If the world’s most capable technology companies are still in the crawling phase of AI, why do we expect excellent AI to be ubiquitous in chatbots? Why are bots and humans still being treated as mutually exclusive?

Like teams of humans with different skills, we’ve missed a natural opportunity to pair human service agents with bots. By fetishing AI-dependent products — namely those that intend to replace humans — bot development has been working backward, solving the hardest experiences first. As the underlying technologies improve, greater capabilities and intelligence will emerge in bots. But until that future, let’s accept and embrace what is possible today and not waste a great opportunity.

Similar to any programmed machine, bots are ripe for providing automation. Imagine repetitive tasks that today occupy human service agents; offload these to bots. The computer may not handle an entire customer interaction. It might only focus on a few specific steps. A human could loop in a bot to ask standardized questions like collecting information about a problem and creating a help desk ticket.

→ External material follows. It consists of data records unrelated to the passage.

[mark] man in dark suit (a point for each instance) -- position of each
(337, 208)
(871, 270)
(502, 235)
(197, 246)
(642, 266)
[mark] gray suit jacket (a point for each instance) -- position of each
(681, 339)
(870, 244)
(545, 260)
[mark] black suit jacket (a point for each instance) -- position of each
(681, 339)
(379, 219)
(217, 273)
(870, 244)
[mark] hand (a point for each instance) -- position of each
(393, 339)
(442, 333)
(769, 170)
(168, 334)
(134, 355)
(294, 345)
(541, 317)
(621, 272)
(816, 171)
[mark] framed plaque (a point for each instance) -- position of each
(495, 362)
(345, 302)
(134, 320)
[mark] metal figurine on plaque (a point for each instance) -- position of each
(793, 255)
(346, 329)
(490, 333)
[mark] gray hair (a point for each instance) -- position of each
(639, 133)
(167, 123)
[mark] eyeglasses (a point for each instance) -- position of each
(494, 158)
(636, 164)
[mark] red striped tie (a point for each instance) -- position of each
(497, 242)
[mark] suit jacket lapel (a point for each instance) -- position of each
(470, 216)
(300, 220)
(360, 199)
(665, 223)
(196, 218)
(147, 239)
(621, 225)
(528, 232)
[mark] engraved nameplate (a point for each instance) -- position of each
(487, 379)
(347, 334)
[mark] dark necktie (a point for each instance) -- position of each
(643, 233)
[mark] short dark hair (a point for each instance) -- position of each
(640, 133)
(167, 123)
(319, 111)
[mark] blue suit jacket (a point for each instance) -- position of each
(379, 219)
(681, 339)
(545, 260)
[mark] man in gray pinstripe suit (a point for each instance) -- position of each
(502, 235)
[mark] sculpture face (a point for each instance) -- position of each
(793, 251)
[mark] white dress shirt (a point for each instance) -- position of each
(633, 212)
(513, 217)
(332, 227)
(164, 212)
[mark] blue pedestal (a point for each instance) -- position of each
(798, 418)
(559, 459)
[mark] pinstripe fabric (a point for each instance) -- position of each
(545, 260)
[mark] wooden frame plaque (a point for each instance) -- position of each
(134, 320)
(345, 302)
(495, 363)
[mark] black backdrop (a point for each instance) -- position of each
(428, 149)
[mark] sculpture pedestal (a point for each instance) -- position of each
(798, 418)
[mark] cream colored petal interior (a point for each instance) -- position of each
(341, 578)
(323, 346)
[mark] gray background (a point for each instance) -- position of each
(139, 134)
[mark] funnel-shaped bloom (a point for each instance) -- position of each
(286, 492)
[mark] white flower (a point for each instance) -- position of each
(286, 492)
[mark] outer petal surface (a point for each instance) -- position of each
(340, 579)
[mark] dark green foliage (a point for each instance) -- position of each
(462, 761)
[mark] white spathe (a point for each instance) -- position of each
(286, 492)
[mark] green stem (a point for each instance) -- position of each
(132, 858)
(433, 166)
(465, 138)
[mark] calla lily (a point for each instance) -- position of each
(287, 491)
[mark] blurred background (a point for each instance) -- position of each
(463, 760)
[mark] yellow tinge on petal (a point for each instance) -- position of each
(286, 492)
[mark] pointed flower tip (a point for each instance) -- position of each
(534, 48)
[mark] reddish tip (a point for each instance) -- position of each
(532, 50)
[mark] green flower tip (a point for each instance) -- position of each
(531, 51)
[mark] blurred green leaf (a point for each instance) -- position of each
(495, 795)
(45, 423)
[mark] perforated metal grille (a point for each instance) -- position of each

Simple automated exchanges aren’t technologically sexy, but they add real business value. Work offloaded to a bot affords human agents time for more interesting work. The kind of work that can’t easily be handled by a bot and that depends upon intelligence. Having not been drained by repetition, these human agents are likely happier and more productive. Your end user is happier too. Their experience happens at computer speed, not at fatigued, multi-tasking human agent speed. The bot, by the way, will always be happy. You can’t overwork it.

If we’re going to change the trajectory of chatbots for business, we need to start, ironically, by focusing on the people, not the tech. Keep the end user and the agent top-of-mind. As we continue to develop bots, remember that successful bots will be the ones that both add value and improve the user experience — not diminish it. We have all called the cable or utility company only to have been subjected to an excruciating exchange with an automated phone tree. Automated phone trees exist to reduce cost, not to help users — a wrong that chatbots can right.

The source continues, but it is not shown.